Milli Eğitim Bakanı Ziya Selçuk, TV100’de gündeme ilişkin soruları yanıtladı. Selçuk, 2,5 yıllık görevinde iki öğretim yılının salgın nedeniyle dışarıda kaldığını, bu süreçte yapılması gerekenleri gerçekleştirmeye çalıştıklarını ifade ederek, şu andaki yaptıklarının gelecekteki vizyon için önemli bir altyapı oluşturduğunu söyledi.
Bayülgen’in Z kuşağının en çok tanıdığı bakan olduğunu belirterek, “Her yaştan çocuk Milli Eğitim Bakanı’nı merak ediyor. Onların kahramanı mısınız?” sorusu üzerine Selçuk, Z kuşağının yaşlarının gereği olan birtakım davranışlar gösterdiğini, kendilerinin de onlardan bunu beklediğini anlattı.
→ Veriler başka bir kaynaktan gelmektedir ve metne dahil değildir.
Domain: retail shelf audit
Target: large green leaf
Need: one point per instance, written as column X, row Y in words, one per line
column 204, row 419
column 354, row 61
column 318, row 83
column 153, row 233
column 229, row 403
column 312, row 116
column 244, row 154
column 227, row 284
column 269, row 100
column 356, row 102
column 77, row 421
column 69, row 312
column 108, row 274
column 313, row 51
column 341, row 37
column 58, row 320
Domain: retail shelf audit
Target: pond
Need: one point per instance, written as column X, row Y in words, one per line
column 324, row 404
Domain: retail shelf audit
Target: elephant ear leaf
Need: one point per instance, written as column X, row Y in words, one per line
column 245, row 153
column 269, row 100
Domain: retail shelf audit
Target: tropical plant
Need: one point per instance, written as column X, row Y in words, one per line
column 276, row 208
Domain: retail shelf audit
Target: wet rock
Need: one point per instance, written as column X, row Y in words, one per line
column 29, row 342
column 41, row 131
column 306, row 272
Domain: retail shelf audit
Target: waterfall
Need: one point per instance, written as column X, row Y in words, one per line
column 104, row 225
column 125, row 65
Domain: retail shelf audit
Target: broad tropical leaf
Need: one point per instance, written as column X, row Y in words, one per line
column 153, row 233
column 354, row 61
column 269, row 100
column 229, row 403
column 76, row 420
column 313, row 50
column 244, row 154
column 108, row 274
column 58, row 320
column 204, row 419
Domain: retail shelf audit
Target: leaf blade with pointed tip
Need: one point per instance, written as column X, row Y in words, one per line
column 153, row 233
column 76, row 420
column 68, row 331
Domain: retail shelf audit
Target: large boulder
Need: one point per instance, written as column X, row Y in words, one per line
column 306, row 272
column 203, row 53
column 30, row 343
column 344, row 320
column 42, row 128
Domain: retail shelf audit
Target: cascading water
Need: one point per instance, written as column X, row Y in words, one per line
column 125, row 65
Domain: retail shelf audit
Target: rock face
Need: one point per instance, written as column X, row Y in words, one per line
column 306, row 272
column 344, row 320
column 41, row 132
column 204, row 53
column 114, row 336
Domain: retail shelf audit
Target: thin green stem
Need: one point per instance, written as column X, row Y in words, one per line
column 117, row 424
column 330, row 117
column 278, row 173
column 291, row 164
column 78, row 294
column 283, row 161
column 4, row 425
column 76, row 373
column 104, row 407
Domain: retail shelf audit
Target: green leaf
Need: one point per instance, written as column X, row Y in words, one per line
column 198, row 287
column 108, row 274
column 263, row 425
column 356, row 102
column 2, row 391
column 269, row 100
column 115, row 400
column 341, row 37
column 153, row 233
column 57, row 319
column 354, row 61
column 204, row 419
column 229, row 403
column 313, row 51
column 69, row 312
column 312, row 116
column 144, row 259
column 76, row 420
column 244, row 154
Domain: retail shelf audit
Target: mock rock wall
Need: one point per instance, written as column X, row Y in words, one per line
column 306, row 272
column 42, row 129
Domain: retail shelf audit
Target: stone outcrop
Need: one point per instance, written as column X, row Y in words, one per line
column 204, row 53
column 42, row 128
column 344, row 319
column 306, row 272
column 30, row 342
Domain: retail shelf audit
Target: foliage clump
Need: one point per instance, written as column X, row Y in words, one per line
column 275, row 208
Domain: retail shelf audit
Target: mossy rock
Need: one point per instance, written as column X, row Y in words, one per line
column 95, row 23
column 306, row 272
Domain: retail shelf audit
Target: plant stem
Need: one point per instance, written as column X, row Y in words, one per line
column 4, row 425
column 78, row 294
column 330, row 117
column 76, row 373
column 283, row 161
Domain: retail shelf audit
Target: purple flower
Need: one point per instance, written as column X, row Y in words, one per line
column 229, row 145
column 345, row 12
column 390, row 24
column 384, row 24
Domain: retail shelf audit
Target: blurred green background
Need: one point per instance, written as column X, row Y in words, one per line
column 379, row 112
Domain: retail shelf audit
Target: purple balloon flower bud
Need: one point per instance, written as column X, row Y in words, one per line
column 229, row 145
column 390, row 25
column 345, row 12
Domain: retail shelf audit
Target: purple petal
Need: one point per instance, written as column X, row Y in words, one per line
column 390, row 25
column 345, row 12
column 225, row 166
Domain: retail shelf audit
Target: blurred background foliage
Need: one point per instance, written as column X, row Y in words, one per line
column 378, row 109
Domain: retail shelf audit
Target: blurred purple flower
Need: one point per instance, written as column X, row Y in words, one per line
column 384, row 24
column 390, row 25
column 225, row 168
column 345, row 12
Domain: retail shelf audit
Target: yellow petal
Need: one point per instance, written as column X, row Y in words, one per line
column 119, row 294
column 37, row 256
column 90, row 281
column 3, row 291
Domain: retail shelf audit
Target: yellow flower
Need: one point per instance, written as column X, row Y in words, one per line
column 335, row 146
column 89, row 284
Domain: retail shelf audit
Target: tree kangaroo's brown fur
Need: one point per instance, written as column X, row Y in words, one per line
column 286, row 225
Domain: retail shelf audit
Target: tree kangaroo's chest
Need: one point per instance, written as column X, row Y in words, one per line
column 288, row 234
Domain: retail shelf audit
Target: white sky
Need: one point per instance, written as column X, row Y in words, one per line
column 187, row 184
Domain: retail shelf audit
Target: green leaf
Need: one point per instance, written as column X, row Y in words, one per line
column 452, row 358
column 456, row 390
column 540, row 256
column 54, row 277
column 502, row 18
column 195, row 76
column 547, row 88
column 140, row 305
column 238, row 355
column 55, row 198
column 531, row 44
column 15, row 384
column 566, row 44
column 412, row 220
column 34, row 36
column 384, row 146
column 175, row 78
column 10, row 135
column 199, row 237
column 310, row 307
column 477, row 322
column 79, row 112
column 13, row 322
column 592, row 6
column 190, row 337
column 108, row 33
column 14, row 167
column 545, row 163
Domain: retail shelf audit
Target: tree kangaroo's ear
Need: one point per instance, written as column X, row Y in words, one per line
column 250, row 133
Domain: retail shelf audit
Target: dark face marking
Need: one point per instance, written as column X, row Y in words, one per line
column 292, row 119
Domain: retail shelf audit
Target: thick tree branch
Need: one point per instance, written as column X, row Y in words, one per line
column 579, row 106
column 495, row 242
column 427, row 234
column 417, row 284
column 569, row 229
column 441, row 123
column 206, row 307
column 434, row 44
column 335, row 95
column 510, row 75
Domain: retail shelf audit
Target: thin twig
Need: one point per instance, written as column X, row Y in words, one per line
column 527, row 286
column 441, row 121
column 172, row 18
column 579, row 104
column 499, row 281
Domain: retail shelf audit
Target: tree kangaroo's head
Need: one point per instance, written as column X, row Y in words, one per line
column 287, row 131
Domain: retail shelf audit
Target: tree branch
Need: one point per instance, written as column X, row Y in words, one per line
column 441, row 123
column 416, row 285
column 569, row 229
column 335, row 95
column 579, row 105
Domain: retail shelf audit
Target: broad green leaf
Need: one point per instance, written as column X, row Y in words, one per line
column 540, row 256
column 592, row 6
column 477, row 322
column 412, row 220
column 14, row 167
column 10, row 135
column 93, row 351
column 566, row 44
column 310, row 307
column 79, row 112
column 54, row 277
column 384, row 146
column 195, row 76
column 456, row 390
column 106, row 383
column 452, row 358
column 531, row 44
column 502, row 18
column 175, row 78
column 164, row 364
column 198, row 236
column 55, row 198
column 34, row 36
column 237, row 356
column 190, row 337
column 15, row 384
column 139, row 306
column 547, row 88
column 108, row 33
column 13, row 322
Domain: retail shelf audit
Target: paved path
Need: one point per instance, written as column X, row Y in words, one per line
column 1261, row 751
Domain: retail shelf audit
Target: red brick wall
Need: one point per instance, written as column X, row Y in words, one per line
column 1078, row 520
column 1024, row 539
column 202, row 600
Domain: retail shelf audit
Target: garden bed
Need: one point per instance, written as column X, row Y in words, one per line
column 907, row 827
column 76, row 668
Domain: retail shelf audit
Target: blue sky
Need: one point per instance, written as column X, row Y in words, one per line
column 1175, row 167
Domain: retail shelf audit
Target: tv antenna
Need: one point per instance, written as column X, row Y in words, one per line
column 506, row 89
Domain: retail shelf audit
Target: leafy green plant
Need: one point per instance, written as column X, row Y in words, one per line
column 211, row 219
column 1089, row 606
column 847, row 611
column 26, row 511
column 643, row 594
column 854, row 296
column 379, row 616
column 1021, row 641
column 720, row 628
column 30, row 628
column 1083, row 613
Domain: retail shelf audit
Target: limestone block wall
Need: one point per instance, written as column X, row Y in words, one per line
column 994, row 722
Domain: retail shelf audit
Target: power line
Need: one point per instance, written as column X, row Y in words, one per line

Selçuk, “Biz onlarla beraber bir takımız. Onların kahramanı olmak ya da bakanı olmak vesaire. Bunlar benim için ikinci planda. Ben onların öğretmeniyim. Öğretmen olarak kimi zaman çok hoşlarına girecek şeyleri söylerim, yaparım ama kimi zaman da bazen hoşlarına gitmeyecek şeyleri de sorumluluğum gereği söylerim. Bizim ana sorumuz çocuklarımızın nasıl bir gelecek beklediği. Bugünkü problemler geçer. Bir çıkış var. Bunun yolu bulunacaktır. Hiç kimse umudunu kesmesin.” ifadelerini kullandı.
Bakan Selçuk, 8. ve 12. sınıfların yüz yüze eğitime devam etmesi ve yapılacak sınavlara ilişkin soru üzerine, Bilim Kurulu’nun verilerine, istatistiklere göre hareket ettiklerini kaydetti.
Okulun, sosyal ilişkiler kurma, arkadaşlarla vakit geçirme ve eğlence kimliğinin salgın öncesine kadar pek anlaşılmadığını vurgulayan Selçuk, şöyle devam etti:
“Bilim insanlarıyla görüştüğümüzde ‘İstatistikler okulların kapalı olmasını gerektiriyor.’ dediğinde biz kapatıyoruz. ‘Artık şu noktada iyi, açılabilir.’ dediğinde de açıyoruz. Eğer ben hiç açmazsam, tırnak içinde söylüyorum, salıverirsem, çocukların davranış kalıpları, davranış örüntüleri ve çalışma alışkanlıkları, bunların hepsinde dejenerasyon oluşacak. Çocuğun bir dönemde 3 sınavı, projesi, ödevi var. Bunların hepsini boş verin, liselilere sadece bir sınav olsun diyoruz.”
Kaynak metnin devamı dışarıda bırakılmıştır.